9:30am: Starting out today with an important discussion of the difference/relationship (if any) between HPSAs and MUAs. Dealing a great deal with the differences between the statutory language and the current rules and operating procedures. Key discussion. Committee had tentative consensus that we will have two processes, HPSA and MUA and that seems to hold still. My understanding of the statutes would make it very hard (impossible) to have one overall designation approach. Further, there are distinct programs that use these designations, some using HPSA and others MUA/P designations.
10:30: Discussion of measures of supply of primary care providers, with report from the data technical subcommittee on these issues. Lots of detailed issues to discuss, who is a primary care provider, who provides primary care, who (what types of providers) to be excluded from determining supply for purposes of designation, data sources to measure same, etc.
10:55: Thought this part would be straightforward, but roadblock on how to/whether to account for the provision of primary care by specialists for the purpose of determining supply of primary care. Sigh.
11:30: Still discussing how to determine primary care provider supply. Issue of how to count non-physician providers a big task (essentially a weighting issue). The technical subcommittee has recommended counting of Nurse Practitioners (NP) and Physician Assistants (PA) in the determination of primary care supply for the purpose of HPSA designation, which is not currently done. The distributional politics of this are tricky. As you expand who is counted, the supply goes up and makes it harder to get a designation, especially in states with more open/advance practice laws for non physician providers. Adding such providers will require a recalibration (meaning you can't keep a ratio to define supply based on one type of provider).
12:30: Lunch break. If my granddaddy were alive, he would say we are on a twisty path....
1:15: Started back and working to clarify some consensus on what types of providers will count as primary care and to clarify what analytical tasks the data/technical subcommittee will complete for the February meeting.
2:30: working now on what population adjustments may need to be made in calculating provider:population supply ratios. For example, what to do about residents in prisons, jails, long term care facilities and the like.
3:10: some discussion on different types of adjustment (age, race, sex).
3:45: We are now working through the pros/cons of several variables that could be used as measures of/proxies for health status that could be used in an index to designate areas as being medically underserved and/or to denote high need for areas seeking a HPSA designation.
4:35: now talking a bit about the merits of having a unified index-type measure (end result, one number) from a disaggregated approach, where you would explicitly show the various parts of an index.

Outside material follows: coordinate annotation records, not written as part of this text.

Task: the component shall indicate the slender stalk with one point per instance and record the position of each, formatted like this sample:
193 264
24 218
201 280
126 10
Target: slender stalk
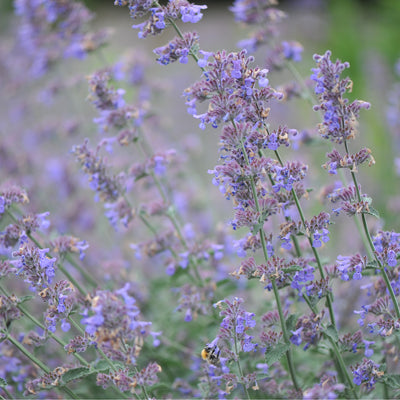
239 367
372 246
310 98
343 367
313 249
84 273
8 394
39 363
275 288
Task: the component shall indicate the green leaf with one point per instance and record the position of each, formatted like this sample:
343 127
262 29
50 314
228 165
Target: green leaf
274 354
332 333
76 373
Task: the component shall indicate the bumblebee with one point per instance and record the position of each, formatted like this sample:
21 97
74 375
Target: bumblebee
210 354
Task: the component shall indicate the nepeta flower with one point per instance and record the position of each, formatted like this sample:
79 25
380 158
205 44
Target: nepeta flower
113 316
234 90
350 161
69 244
340 117
159 16
191 13
10 195
308 330
327 388
177 49
235 326
35 266
366 373
125 380
256 11
8 312
387 247
54 29
292 50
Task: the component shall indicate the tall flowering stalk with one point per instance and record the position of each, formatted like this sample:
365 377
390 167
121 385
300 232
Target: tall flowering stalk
159 306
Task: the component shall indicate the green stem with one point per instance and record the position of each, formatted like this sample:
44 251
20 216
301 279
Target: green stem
275 288
313 249
60 266
343 367
8 394
40 325
310 97
39 363
101 352
239 367
372 246
84 273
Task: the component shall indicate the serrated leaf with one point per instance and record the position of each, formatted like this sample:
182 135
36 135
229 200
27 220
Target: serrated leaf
332 333
392 380
291 322
76 373
274 354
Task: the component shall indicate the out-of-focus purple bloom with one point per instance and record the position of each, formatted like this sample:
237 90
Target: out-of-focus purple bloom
292 50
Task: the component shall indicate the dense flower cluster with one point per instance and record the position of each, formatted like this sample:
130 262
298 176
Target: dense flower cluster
55 29
139 312
340 117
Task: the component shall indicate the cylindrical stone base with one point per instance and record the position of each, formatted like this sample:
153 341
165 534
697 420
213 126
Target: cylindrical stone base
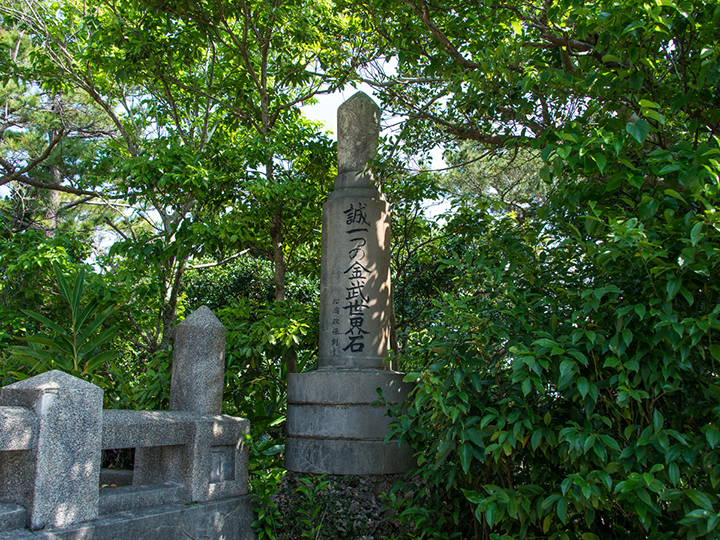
335 426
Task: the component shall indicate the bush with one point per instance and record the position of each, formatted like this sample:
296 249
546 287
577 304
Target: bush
570 390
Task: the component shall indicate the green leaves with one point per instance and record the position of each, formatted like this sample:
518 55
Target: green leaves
75 350
639 129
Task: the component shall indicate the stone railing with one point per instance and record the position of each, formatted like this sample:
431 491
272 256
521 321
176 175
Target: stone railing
53 430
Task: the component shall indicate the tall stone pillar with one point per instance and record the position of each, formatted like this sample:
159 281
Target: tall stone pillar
332 426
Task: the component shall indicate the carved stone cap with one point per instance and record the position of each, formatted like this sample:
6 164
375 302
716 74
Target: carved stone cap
358 131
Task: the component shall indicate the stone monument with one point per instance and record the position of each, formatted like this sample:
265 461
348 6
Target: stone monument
332 424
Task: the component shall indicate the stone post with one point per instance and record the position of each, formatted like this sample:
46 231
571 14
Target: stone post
332 426
58 480
198 375
198 380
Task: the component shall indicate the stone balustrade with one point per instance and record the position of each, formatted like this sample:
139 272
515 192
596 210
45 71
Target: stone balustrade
190 475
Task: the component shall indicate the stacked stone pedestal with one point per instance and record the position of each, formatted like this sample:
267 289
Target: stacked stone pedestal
333 427
334 423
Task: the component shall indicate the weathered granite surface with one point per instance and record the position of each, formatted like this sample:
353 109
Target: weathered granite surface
62 471
198 375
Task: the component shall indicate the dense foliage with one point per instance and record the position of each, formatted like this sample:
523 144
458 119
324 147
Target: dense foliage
560 320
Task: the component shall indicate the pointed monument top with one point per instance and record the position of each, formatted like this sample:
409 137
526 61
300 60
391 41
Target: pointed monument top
202 317
358 132
49 380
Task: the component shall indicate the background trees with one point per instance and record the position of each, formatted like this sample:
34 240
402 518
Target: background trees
561 321
571 389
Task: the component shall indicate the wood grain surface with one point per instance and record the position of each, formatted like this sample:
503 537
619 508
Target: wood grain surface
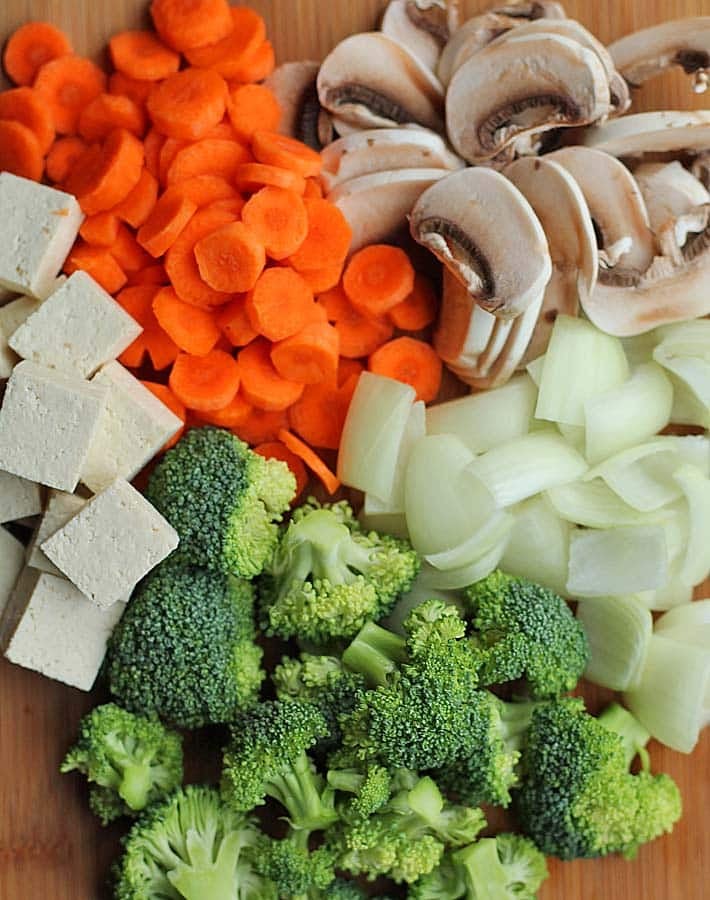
51 847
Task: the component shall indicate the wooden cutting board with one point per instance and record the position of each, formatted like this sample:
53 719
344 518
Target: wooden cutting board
51 847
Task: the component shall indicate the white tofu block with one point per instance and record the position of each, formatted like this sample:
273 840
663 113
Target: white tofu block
18 498
39 225
12 558
50 627
116 539
77 329
133 427
47 423
60 508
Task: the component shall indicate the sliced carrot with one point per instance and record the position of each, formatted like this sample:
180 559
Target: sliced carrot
251 177
205 383
278 450
138 205
30 47
181 265
274 149
309 357
140 55
377 278
99 263
194 330
419 309
328 238
253 107
261 383
188 104
278 219
330 481
167 220
184 24
231 258
209 156
20 152
411 361
67 84
226 55
166 396
280 304
107 173
25 106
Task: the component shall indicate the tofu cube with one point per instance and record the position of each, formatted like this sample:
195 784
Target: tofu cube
116 539
18 498
40 224
77 329
47 423
50 627
133 427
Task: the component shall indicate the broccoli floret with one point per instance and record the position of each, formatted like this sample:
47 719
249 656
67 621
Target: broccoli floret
577 797
526 631
267 757
223 500
326 578
192 846
185 647
131 760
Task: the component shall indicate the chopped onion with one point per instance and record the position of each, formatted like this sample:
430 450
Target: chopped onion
617 561
581 362
619 630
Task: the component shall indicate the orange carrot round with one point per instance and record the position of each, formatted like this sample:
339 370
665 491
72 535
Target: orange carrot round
30 47
231 258
205 383
411 361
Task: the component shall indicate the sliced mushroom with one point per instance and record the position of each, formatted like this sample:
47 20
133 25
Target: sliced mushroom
523 85
422 26
560 206
682 42
376 206
371 81
617 209
482 228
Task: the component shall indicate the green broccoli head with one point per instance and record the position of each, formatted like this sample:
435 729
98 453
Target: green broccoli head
526 631
192 846
130 760
326 578
577 797
267 758
223 500
185 648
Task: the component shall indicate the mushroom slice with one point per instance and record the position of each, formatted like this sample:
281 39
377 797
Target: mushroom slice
371 81
482 228
385 149
617 210
682 42
560 206
522 85
422 26
376 206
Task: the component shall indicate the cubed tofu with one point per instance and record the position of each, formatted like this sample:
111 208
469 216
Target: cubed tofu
12 558
40 226
18 498
50 627
116 539
133 427
77 329
47 423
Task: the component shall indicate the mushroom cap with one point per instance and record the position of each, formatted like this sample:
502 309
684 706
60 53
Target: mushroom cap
522 85
371 81
482 228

5:15: continuing discussion of an index approach that combines direct measures of health status with social deprivation type measures (area level variables that have been shown to proxy health status/outcomes). One issue being discussed is the poverty rate and how it doesn't adequately account for cost of living. This is important because the research done by some of the data/technical subcommittee shows that poverty level is one of the most important proxies of bad health outcomes/high need. How to take cost of living into account?
We have also talked about the RWJ County Health Rankings and looking at the variables they use and the weights they used. The source data are mostly vital statistics, BRFSS, some Dartmouth Atlas info and other economic measures....they assign county scores but don't observe data in all counties for all variables they use. My take on this is that it is a cousin of where we are likely to end up....there are only so many ways to do this....the key turns out to be how you weight particular items in an index.
5:45: Made progress today.....28 members is a lot to have on a committee. Just sayin.